In surveys of businesses or institutions, in which data retrieval often involves business records, probing and paraphrasing techniques are often augmented by questions asking respondents to describe those records and their contents or to show the records to the researcher. Since data retrieval tends to be a labor-intensive process for business respondents frequently requiring the use of multiple sources or consultation with colleagues, it is often unrealistic for researchers to observe the process during a cognitive interview. Instead, hypothetical probes are often used to identify the sources of data, discover respondents' knowledge of and access to records, recreate likely steps taken to retrieve data from records or to request information from colleagues, and suggest possible estimation strategies.

Usability Techniques are used to aid development of automated questionnaires. Objectives are to discover and eliminate barriers that keep respondents from completing the automated questionnaire accurately and efficiently, with minimal burden. Aspects that deserve attention during testing include the language, fonts, icons, layout, organization, and interaction features, such as data entry, error recovery, and navigation. Typically, the focus is on instrument performance in addition to how respondents interpret survey questions. Problems identified during testing can then be eliminated before the instrument is finalized.

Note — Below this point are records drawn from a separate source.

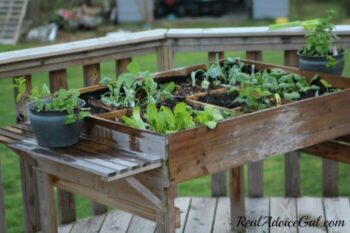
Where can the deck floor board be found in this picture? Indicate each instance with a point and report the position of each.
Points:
(212, 215)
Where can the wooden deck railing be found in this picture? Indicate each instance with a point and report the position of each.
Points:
(165, 44)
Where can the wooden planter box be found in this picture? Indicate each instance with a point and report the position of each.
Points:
(250, 137)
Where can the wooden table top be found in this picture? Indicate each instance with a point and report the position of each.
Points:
(110, 163)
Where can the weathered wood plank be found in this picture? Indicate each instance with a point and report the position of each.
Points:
(58, 80)
(30, 193)
(3, 225)
(330, 177)
(256, 208)
(237, 197)
(337, 210)
(183, 203)
(311, 209)
(47, 202)
(165, 58)
(292, 174)
(121, 65)
(330, 150)
(214, 152)
(201, 215)
(91, 74)
(67, 214)
(256, 179)
(222, 221)
(219, 184)
(283, 208)
(91, 225)
(116, 222)
(138, 225)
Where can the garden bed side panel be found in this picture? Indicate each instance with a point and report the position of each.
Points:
(200, 151)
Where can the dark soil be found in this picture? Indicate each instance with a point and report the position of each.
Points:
(221, 99)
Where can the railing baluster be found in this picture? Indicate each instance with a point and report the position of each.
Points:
(237, 196)
(218, 180)
(330, 178)
(67, 211)
(3, 227)
(121, 65)
(255, 169)
(292, 163)
(28, 176)
(165, 58)
(91, 74)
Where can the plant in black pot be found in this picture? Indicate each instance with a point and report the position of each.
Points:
(57, 118)
(319, 53)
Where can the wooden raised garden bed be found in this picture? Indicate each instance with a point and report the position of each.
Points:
(249, 136)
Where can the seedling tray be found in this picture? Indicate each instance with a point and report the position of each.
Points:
(249, 137)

As with paper questionnaires, there are different usability techniques available depending upon the stage of development. One common technique is called the usability test. These tests are similar to cognitive interviews - that is, one-on-one interviews that elicit information about respondents' thought process. Respondents are given a task, such as "Complete the questionnaire," or smaller subtasks, such as "Send your data to the Census Bureau." The think aloud, probing and paraphrasing techniques are all used as respondents complete their assigned tasks. Early in the design phase, usability testing with respondents can be done using low fidelity questionnaire prototypes (i.e., mocked-up paper screens). As the design progresses, versions of the automated questionnaire can be tested to choose or evaluate basic navigation features, error correction strategies, etc. Usability tests meet the recommended standard for electronic self-administered questionnaires, but need to be combined with more questionnaire-centered cognitive interviews to meet the minimal standard.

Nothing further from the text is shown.